The study in Japan and India was about a decade after the bridge and again took Rollins away. But he busted back with more recording and new bands. His playing was strong and he didn't loose a step. His fans eagerly awaited his recordings and he was still a master. A long association with the Milestone/Fantasy record company ensued. He won Grammys on the label for This Is What I Do (2000) as best jazz album, and for best jazz instrumental solo on "Why Was I Born" off 2005's Without a Song; The 9/11 Concert. (He also has the Lifetime Achievement Award from the National Academy of Recording Arts and Sciences).

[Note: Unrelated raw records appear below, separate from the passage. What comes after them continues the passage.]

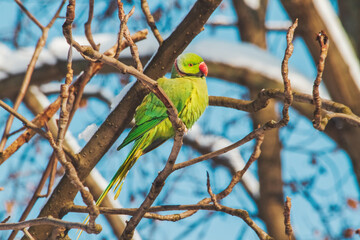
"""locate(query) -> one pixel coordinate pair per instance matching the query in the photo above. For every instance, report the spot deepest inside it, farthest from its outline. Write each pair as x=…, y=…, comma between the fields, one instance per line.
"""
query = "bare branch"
x=32, y=18
x=39, y=46
x=323, y=40
x=87, y=26
x=48, y=221
x=287, y=222
x=150, y=20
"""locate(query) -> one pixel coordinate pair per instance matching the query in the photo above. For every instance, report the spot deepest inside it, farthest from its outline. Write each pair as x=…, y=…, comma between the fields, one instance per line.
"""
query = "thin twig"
x=287, y=222
x=323, y=40
x=44, y=117
x=150, y=20
x=63, y=124
x=124, y=31
x=284, y=72
x=35, y=196
x=32, y=18
x=27, y=234
x=212, y=195
x=191, y=209
x=47, y=221
x=25, y=84
x=87, y=26
x=26, y=122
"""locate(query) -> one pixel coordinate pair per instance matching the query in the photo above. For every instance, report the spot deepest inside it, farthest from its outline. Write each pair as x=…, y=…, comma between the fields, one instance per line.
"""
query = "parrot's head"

Maybe his study of yoga, religion and eastern philosophy helped keep the tenor man vibrant enough to pursue his musical goals into his late 70s. But, "Maybe it's also genetics," he admits. "In the mid-50s, I began to get a consciousness about trying to keep my body healthy. I got into exercise. Eating right. Eating health foods. Stopping smoking and all of these other detrimental habits, which were part of what everybody did and I was one of the people that did them. I've gotten over all of those things and it probably had some positive effect on me. It could be just that I have good genes, that I'm able to still play. But I am definitely a person who was aware a long time ago of trying to eat correctly, exercise correctly."

Looking back at his long career, accolades don't go to Rollins' head. He's appreciative, but his own standard for what constitutes good or great playing is different—higher—than his audiences or critics. In his artistic core, in his specially creative mind, he's pushing for something more. Probably, like all artists on that high level, something that may not even be attainable.

"I'm one of these people that's never satisfied with what I do. I'm always trying to get a better cut, a better sound," says Rollins. "However, I realize now that I probably don't have enough time to get to a point where I can be completely satisfied. I'll never be that. But even a modicum of satisfaction, I don't think I'll ever get there. So it's just a matter of trying to find something interesting enough to keep me relevant and keep me able to have something current to say when I'm playing."

There are some songs that Rollins wrote, more current ones, that are still in the band's book. But classics like "St. Thomas," "Airegin," or "Oleo" aren't things he's apt to look back on. "Artistically, I get kind of bored with some of the stuff I've played. I've played a lot of songs, of course, in my life... I always try to keep current.

"If you're going to play life, if you're going to mirror some aspect of life, as you should do in a creative art, then I don't want to always play something I played 30 years ago. Even though it might be good and people might like it and it might fit in with the times in some way. I might have an oldies-but-goodies club coming to see some things. But in my case, I'm not that type of player. Jazz is not that type of music, that I play. I play more of a contemporary, improvisatory thing where it's always changing. I'm not a guy that plays one song that you can play forever, you know what I mean?

"I try to find something that, in my mind, in my creation, is more reflective of modern times, as terrible as they are. For me, I'll always be trying to do something different. Although, as I said, I know I'm never going to get to the satisfaction that I wanted. But that's OK, as long as I keep trying to be creative. That's what I'm trying to be. To keep being able to do something which is not repetitious. If I get to that point, then I know I'll stop.

"But I don't think I will, because I'm the kind of guy that likes to practice every day and I love playing."